Now, a National Police Association spokesperson has stated that the district’s vote to divert those funds to support a proposed Black Student Achievement Plan is incredibly misguided and dangerous.
“If I had a child in those schools, I would be very concerned,” retired Sgt. Betsy Brantner Smith, a 29-year-police veteran said. “It doesn’t really accomplish anything. It’s almost illogical.”
The 133 individuals who were fired included 70 sworn officers, 62 non-sworn officers, and one support staff member.
The massive reduction in staff has decreased the district’s police force budget from $77.5 million to $52.5 million.
In replacement of the police officers, the district will be bringing in new “climate coaches,” who are trained to implement “positive school culture and climate,” use “de-escalation strategies” to resolve conflict, understand and address “implicit bias,” and eliminate “racial disparity” in school discipline practices.
Board President Kelly Gonez said in a statement:
“Student safety is everyone’s responsibility and starts with creating a school environment that is centered in students’ social-emotional wellbeing. The Board’s investment in the Black Student Achievement Plan ensures we are actively working to promote equity across the District.”

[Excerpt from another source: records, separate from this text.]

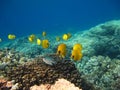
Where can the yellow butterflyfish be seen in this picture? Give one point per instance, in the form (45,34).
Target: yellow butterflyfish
(11,36)
(45,43)
(38,41)
(31,38)
(61,50)
(65,37)
(77,47)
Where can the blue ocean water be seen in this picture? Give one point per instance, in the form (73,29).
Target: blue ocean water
(23,17)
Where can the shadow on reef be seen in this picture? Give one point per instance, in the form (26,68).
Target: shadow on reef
(37,72)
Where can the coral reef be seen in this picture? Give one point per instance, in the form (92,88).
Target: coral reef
(38,72)
(98,69)
(10,57)
(4,84)
(101,71)
(61,84)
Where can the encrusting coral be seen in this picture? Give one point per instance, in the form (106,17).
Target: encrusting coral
(61,84)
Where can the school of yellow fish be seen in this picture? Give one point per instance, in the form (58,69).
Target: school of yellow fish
(76,52)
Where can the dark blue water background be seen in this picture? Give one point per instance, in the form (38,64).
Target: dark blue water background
(23,17)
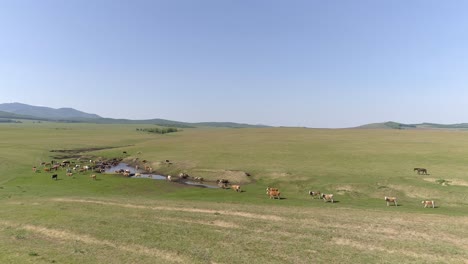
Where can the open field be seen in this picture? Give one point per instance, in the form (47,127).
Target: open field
(120,220)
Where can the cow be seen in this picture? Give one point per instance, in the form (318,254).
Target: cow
(314,194)
(271,189)
(183,175)
(420,170)
(391,200)
(428,203)
(223,185)
(274,194)
(327,197)
(236,188)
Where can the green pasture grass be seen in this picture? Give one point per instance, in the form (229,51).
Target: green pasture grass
(120,220)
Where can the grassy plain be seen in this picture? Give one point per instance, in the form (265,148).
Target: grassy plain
(121,220)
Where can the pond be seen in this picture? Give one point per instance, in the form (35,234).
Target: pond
(132,170)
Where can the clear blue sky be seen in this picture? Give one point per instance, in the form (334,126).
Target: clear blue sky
(314,63)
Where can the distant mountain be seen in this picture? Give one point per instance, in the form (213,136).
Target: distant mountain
(10,111)
(45,112)
(396,125)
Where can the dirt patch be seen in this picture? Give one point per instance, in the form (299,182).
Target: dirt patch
(193,210)
(75,153)
(457,182)
(234,176)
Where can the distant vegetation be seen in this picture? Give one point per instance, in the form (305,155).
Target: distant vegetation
(159,130)
(2,120)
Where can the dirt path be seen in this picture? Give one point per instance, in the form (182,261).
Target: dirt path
(192,210)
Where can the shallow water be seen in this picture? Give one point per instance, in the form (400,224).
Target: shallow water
(155,176)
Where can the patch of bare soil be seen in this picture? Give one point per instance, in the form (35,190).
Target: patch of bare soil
(193,210)
(233,176)
(76,153)
(457,182)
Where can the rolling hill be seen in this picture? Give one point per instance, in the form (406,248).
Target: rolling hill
(29,112)
(45,112)
(396,125)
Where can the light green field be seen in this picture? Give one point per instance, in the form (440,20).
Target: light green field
(120,220)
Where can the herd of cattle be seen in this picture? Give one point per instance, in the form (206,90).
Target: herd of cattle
(273,193)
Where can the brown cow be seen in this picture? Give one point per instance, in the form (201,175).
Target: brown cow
(274,194)
(327,197)
(391,200)
(236,188)
(314,194)
(428,203)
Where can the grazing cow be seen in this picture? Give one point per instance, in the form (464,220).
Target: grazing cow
(183,175)
(428,203)
(420,170)
(223,185)
(274,194)
(327,197)
(391,200)
(236,188)
(314,194)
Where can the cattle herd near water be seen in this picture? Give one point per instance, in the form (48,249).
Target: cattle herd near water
(81,166)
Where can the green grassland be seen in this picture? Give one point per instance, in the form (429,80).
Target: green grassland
(121,220)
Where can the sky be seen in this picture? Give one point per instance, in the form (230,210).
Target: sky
(312,63)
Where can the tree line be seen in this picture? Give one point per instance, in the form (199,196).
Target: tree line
(159,130)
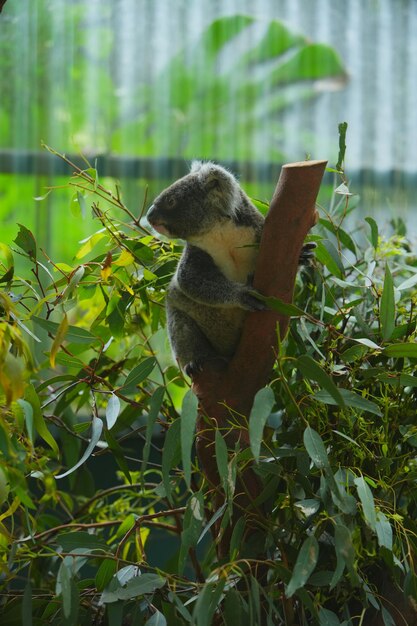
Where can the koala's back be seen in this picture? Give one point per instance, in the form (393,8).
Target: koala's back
(220,325)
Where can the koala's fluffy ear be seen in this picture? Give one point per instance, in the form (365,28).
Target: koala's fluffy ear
(212,175)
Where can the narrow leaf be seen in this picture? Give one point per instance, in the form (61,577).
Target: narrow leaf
(188,421)
(112,410)
(315,448)
(374,231)
(312,370)
(367,501)
(154,408)
(96,429)
(350,399)
(171,455)
(387,306)
(26,242)
(39,422)
(402,350)
(59,338)
(157,619)
(261,410)
(140,372)
(221,455)
(304,565)
(383,531)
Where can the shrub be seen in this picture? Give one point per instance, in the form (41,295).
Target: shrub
(96,445)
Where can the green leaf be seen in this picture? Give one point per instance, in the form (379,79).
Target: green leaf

Brantner Smith says the move will create problems for schools, police stations, and local communities.
“Are they harming the police officers? They are not,” she said. “They are punishing the students; they are punishing the staff, because now who is going to deal with violent students?
“What if a student does get violent or a school is broken into and you call 911? Now you’re taking the patrol officers out of the neighborhood to respond. . . . And they’re not going to have specialized school resource officer training.
“When you get an average patrol officer, do they have CIT training or any kind of counseling background? And, as training dollars are taken away from other departments – let’s say LAPD is responding – we’re not going to have specialized people to respond. So, who loses? Not the officer.”
As a result, the LASPD is now left with the dilemma of figuring out how to protect students and faculty with a slashed budget and police force.
Currently, there are about 650,000 students in the district.